Wer ist schuld? Die Komplexität der modernen Finanzprodukte, lautet häufig die Antwort. Ob Banken, Hedge-Fonds oder Private-Equity-Firmen: Sie hantieren mit Produkten, die kaum noch einer durchschaut. Viele haben sich als hochriskant herausstellt. „Besorgniserregend ist nicht nur, dass viele von uns diese Risiken nicht verstehen, sondern offenbar viele Chefs der Finanzinstitute auch nicht“, kritisiert Harvard-Ökonom Josh Lerner.
„Die Anreize waren falsch“
Krahnen meint, es sei der Kern der Krise, dass diese modernen Finanzprodukte falsch konstruiert waren. „Die Anreize waren falsch.“ Wer einen Kredit an einen Bauherren vergab, behielt selbst kein Risiko zurück, da er alle Forderungen weiter verkauften konnte.
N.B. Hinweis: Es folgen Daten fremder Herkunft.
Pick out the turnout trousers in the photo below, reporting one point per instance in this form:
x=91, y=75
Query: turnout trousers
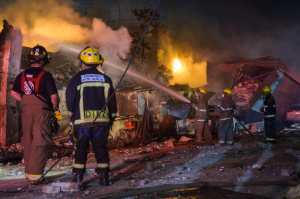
x=225, y=130
x=202, y=131
x=96, y=135
x=270, y=127
x=36, y=136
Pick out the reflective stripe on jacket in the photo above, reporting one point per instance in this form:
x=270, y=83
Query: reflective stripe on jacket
x=90, y=97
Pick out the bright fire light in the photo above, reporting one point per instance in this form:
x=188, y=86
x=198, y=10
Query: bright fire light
x=176, y=64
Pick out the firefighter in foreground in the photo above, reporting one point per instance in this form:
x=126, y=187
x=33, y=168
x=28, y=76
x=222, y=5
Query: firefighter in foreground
x=269, y=110
x=201, y=124
x=36, y=91
x=226, y=127
x=91, y=99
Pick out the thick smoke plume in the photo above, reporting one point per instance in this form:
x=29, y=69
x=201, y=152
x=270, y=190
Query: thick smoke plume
x=53, y=23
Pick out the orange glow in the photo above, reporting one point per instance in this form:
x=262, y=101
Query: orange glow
x=176, y=65
x=185, y=69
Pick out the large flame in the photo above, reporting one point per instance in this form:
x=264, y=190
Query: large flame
x=185, y=70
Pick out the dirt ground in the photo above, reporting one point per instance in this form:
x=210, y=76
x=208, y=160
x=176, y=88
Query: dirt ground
x=250, y=168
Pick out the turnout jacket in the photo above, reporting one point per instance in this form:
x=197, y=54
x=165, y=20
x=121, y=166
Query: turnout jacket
x=227, y=107
x=91, y=98
x=201, y=103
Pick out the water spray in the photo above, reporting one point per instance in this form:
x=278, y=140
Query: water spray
x=134, y=74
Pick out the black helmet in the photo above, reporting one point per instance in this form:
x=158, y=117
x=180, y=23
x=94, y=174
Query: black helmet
x=38, y=54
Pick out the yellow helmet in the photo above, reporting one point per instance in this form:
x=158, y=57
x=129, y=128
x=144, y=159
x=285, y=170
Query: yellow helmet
x=267, y=89
x=227, y=91
x=203, y=90
x=91, y=56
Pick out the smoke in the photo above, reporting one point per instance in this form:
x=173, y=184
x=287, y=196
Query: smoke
x=54, y=23
x=47, y=22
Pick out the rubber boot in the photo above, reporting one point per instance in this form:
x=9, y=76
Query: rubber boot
x=78, y=178
x=104, y=176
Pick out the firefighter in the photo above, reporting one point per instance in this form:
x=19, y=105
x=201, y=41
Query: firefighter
x=226, y=127
x=36, y=91
x=201, y=114
x=91, y=99
x=269, y=110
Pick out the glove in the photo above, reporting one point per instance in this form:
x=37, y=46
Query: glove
x=58, y=115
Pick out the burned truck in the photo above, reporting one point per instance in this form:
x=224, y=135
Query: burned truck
x=247, y=77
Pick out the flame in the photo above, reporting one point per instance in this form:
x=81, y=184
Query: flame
x=176, y=65
x=184, y=68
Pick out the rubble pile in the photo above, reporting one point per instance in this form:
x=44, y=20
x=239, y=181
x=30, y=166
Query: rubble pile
x=11, y=154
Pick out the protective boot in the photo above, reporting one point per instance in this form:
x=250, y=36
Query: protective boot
x=103, y=174
x=78, y=178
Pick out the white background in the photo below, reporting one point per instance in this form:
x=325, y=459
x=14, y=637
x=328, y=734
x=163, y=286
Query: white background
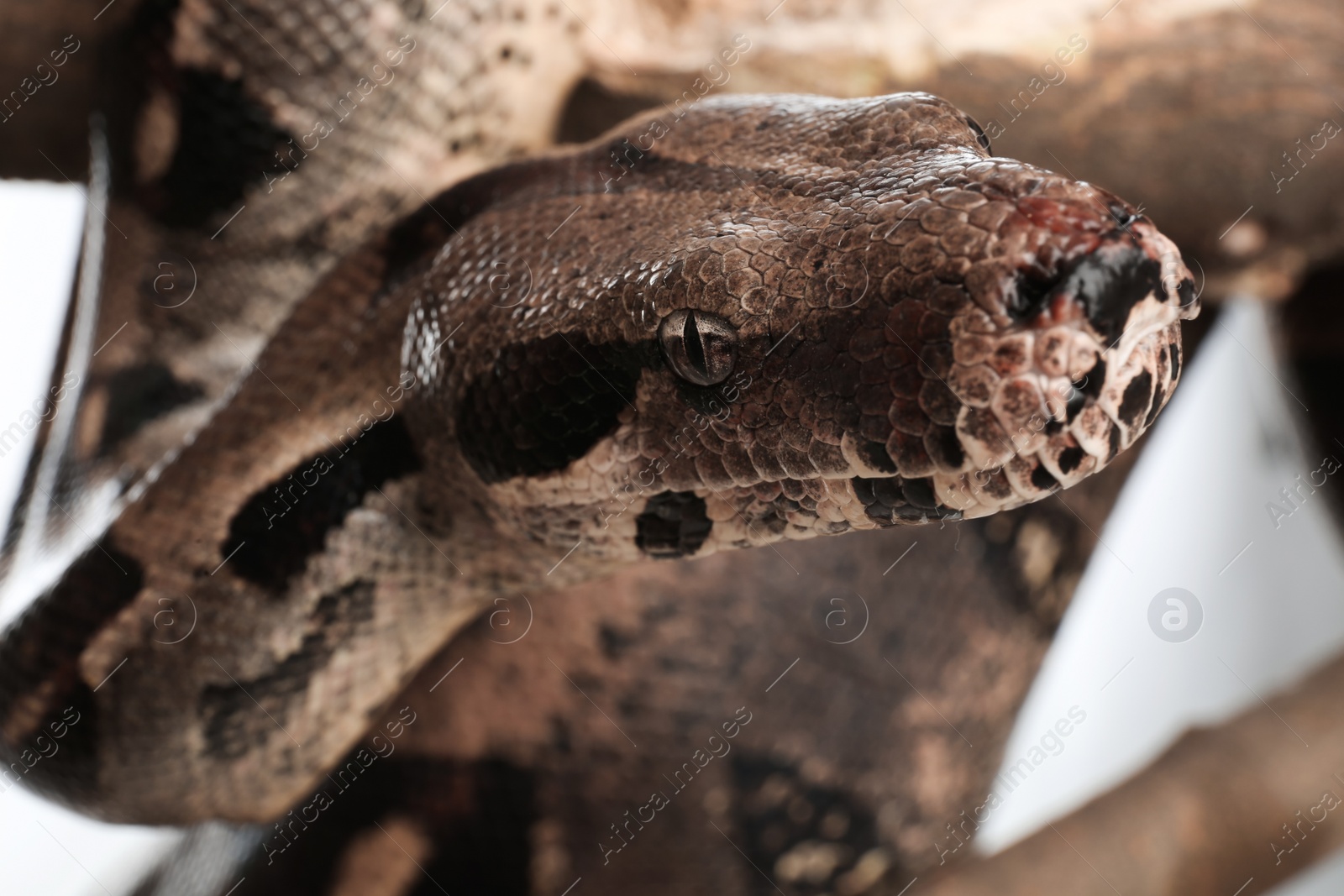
x=1220, y=453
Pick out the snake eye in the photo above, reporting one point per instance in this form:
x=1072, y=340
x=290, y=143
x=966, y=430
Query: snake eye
x=980, y=134
x=701, y=348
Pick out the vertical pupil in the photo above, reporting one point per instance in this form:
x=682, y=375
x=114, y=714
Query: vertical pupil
x=694, y=344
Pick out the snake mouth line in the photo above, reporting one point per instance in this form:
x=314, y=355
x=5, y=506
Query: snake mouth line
x=1092, y=356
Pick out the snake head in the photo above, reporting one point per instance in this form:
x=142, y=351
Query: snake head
x=768, y=317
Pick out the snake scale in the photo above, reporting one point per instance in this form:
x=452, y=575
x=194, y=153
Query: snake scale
x=786, y=316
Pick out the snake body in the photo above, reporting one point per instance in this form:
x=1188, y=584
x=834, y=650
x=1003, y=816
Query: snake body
x=792, y=316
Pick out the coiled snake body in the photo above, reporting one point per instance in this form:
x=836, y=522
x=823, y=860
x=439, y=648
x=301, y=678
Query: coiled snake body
x=788, y=316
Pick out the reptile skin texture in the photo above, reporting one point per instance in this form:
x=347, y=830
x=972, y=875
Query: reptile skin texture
x=476, y=403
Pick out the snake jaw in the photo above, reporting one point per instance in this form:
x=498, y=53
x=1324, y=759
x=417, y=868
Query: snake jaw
x=1061, y=396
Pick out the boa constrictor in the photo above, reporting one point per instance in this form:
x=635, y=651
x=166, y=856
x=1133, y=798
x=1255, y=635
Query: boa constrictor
x=784, y=316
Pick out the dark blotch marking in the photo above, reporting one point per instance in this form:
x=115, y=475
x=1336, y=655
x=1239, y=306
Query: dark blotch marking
x=39, y=672
x=1032, y=293
x=672, y=526
x=773, y=826
x=544, y=405
x=1136, y=398
x=920, y=493
x=233, y=723
x=980, y=134
x=138, y=396
x=1070, y=458
x=225, y=144
x=1109, y=282
x=891, y=500
x=1186, y=291
x=1043, y=479
x=941, y=443
x=1092, y=383
x=282, y=531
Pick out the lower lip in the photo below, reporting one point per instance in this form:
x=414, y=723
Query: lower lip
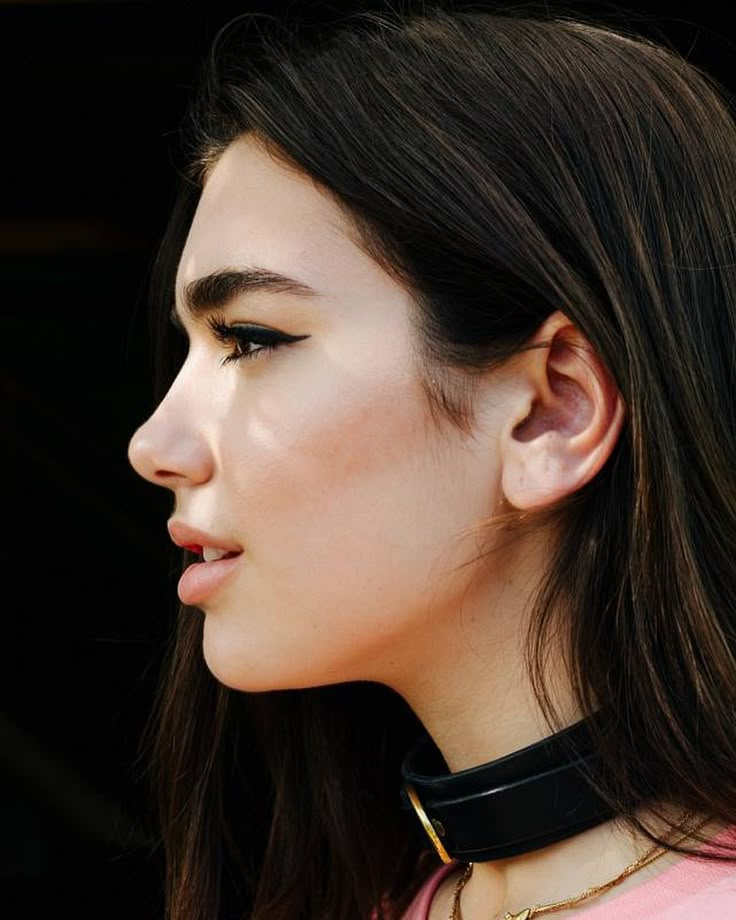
x=202, y=578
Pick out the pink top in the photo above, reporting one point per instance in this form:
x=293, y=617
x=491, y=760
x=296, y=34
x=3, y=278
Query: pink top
x=688, y=889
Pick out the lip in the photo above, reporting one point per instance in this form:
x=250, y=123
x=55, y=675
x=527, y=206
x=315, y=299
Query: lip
x=191, y=538
x=202, y=579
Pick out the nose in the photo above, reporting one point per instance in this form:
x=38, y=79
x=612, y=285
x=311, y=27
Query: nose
x=167, y=452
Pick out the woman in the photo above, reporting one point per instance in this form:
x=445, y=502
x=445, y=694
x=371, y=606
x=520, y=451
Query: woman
x=453, y=391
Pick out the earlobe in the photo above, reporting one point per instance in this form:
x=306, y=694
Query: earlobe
x=567, y=421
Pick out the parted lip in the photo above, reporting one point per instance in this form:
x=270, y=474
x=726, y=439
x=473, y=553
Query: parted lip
x=193, y=539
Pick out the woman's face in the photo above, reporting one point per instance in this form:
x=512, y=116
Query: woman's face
x=319, y=458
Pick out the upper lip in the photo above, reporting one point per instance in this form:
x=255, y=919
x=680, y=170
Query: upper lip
x=186, y=536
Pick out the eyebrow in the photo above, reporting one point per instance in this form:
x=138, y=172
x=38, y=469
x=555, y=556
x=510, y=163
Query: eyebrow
x=218, y=289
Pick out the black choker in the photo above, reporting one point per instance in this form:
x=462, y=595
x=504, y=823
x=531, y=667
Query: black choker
x=518, y=803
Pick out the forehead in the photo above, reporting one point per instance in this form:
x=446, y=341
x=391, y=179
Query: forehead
x=254, y=210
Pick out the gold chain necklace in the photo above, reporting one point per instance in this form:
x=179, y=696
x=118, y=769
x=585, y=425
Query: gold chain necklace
x=538, y=909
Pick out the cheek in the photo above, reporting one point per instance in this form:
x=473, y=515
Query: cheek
x=347, y=503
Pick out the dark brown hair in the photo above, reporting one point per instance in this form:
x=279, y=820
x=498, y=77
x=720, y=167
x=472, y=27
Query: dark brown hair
x=501, y=167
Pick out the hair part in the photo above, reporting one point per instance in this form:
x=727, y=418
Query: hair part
x=500, y=166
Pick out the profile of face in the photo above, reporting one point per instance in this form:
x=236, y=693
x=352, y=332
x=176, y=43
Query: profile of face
x=318, y=458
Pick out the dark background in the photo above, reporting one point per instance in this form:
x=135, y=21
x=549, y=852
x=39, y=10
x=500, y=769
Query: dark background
x=91, y=95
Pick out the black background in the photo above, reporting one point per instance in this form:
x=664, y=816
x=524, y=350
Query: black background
x=92, y=94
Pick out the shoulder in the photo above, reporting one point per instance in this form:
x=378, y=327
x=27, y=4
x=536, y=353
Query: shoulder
x=420, y=906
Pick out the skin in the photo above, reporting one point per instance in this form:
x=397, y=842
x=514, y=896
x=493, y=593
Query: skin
x=321, y=461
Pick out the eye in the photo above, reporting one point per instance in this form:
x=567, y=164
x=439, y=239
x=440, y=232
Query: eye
x=244, y=335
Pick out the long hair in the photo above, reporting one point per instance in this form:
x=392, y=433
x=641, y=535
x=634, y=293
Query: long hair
x=501, y=167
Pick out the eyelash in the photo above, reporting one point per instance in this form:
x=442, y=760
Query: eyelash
x=242, y=335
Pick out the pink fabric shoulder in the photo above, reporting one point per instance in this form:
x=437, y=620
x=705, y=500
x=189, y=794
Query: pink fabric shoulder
x=419, y=907
x=690, y=888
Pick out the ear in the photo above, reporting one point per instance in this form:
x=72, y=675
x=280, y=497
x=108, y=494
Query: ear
x=567, y=414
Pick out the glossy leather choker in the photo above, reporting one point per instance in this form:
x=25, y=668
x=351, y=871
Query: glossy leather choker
x=518, y=803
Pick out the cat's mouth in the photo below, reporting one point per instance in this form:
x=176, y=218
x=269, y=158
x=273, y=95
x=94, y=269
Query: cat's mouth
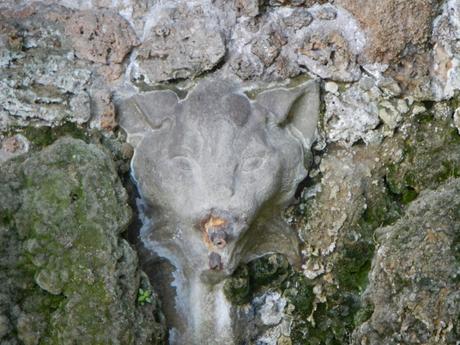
x=220, y=231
Somit hatte er kein Interesse, darauf zu achten, dass er nur guten Schuldnern Geld lieh. Und er hatte kein Interesse, sich darum zu kümmern, dass der Schuldner weiterhin in der Lage blieb, seinen Kredit zu tilgen. Ähnlich falsch seien die Anreize bei vielen modernen Finanzprodukten gesetzt: „Das war einfach ingenieurmäßig falsch konstruiert.“
Jetzt ist der Handel mit dieser „toxischen Masse“, den heiklen Papieren, zum Erliegen gekommen. Denn niemand kann noch ihren Wert ausmachen. „Mit diesen Wertpapieren ist es im Augenblick wie mit Gebrauchtwagen“, erklärt Krahnen. Wenn die Käufer von Gebrauchtwagen die Qualität nicht ausreichend beurteilen können, bieten sie für gute wie für schlechte Autos gleich viel. Das ist ein typisches Marktversagen und führt zum Teufelskreis: Die Verkäufer guter Autos ziehen sich zurück, weil ihre Preisvorstellungen nicht erfüllt werden. Zurück bleiben die Verkäufer schlechter Autos. Die Folge: Der Preis, den Käufer zu zahlen bereit sind, sinkt weiter.